On 23 August the FDA approved convalescent plasma for emergency use in hospital patients with covid-19.1 At the time, President Donald Trump, the FDA commissioner Stephen Hahn, and the health and human services secretary Alex Azar all claimed that plasma reduced deaths by 35%, sparking criticism from experts who warned that there was not enough evidence to show that convalescent plasma worked.
The 35% figure was not included in the FDA’s authorisation letter, the memo written by FDA scientists, or the often cited Mayo Clinic study looking at the effect of plasma on mortality among patients admitted to hospital with covid-19.
Miller—formerly a journalist and the communications director and spokesperson for the Republican Senator Ted Cruz’s re-election campaign—has since been fired by the FDA, and the Department of Health and Human Services has terminated the contract of one of its public relations consultants. The New York Times said that the consultant had advised Hahn to correct the misleading 35% claim.2
Insufficient evidence
A preprint of a paper,3 which has been submitted to BMJ Open but not yet peer reviewed, has looked at the currently available literature on convalescent plasma for severe covid-19 illness. Researchers from the UK Drug Safety Research Unit and the University of Portsmouth used the Benefit-Risk Action Team framework to assess the treatment when compared with standard care, placebo, or other treatments. They included four studies with comparative data.
The team found that one study, a randomised controlled trial, reported a “non-statistically significant shortening of time to clinical improvement of 2.15 days (95% confidence interval –5.28 to 0.99 days) in the intervention group compared with the control group, with a possible signal of increased efficacy amongst a small subset of patients with severe but not life threatening disease.”
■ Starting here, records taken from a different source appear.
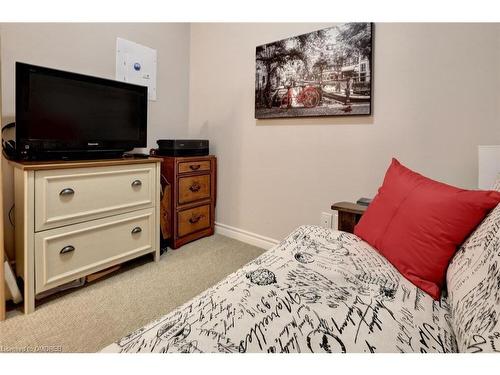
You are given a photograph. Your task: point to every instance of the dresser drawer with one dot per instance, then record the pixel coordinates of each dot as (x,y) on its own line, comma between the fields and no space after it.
(194,166)
(69,196)
(193,220)
(65,254)
(193,188)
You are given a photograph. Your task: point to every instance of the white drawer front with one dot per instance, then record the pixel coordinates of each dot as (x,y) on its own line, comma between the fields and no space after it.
(65,254)
(69,196)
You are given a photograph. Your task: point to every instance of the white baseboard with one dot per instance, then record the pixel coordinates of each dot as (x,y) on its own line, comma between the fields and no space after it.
(245,236)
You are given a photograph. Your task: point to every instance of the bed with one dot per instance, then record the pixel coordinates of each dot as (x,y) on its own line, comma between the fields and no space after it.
(317,291)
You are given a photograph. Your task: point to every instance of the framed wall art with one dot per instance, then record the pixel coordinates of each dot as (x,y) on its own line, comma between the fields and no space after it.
(326,72)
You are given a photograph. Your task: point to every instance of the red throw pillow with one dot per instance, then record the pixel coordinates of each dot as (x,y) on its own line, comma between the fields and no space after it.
(417,224)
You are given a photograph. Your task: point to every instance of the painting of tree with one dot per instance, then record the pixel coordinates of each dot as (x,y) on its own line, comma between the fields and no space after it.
(325,72)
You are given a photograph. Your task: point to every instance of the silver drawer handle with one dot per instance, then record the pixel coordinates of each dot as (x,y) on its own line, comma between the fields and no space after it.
(67,191)
(67,249)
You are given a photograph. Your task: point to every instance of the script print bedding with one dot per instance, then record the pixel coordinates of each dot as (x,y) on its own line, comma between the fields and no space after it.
(317,291)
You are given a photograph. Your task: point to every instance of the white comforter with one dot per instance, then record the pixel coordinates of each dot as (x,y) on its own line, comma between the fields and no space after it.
(317,291)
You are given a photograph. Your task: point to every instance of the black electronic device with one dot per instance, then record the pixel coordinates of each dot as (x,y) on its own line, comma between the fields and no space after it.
(68,115)
(182,147)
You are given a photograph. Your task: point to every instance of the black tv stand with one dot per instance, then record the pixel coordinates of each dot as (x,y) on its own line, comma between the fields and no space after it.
(74,155)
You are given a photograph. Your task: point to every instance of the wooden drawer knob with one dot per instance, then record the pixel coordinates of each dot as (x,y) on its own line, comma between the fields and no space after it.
(136,230)
(66,192)
(195,187)
(67,249)
(194,219)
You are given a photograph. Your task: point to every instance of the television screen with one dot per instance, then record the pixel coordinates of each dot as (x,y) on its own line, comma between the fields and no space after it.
(58,111)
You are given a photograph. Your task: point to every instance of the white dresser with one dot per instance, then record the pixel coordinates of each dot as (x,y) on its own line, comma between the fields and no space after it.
(76,218)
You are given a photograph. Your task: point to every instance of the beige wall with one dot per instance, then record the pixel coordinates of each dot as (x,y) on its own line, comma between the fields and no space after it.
(90,49)
(436,98)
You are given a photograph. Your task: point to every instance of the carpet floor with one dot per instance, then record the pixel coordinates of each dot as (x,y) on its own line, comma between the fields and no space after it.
(92,317)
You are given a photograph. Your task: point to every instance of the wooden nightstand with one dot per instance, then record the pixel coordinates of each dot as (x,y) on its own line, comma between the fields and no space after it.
(188,206)
(349,215)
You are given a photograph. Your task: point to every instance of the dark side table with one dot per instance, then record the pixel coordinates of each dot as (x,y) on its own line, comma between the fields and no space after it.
(349,215)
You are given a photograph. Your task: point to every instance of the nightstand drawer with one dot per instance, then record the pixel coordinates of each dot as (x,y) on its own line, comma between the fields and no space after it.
(193,220)
(66,196)
(193,188)
(194,166)
(65,254)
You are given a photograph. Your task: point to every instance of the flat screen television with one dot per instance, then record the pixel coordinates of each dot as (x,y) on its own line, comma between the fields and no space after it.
(68,115)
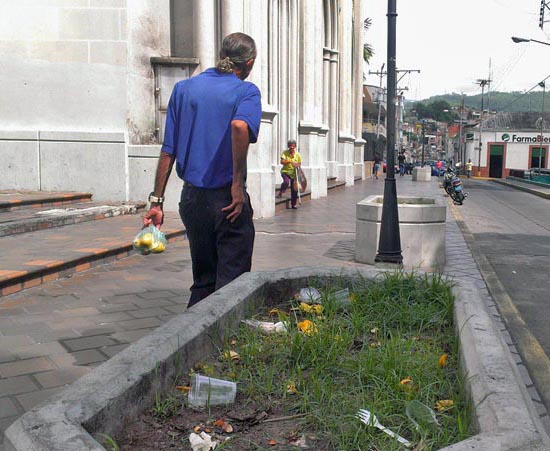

However, they noted that this study may have been underpowered and that the findings of the other three studies—controlled non-randomised studies—were “limited by small patient numbers, lack of randomisation, and confounding by co-administration of other treatments.”
The team concluded that there was “insufficient evidence” and that they were unable to complete the data summary table for a systematic benefit-risk assessment. “As such a benefit-risk conclusion could not be made,” they wrote.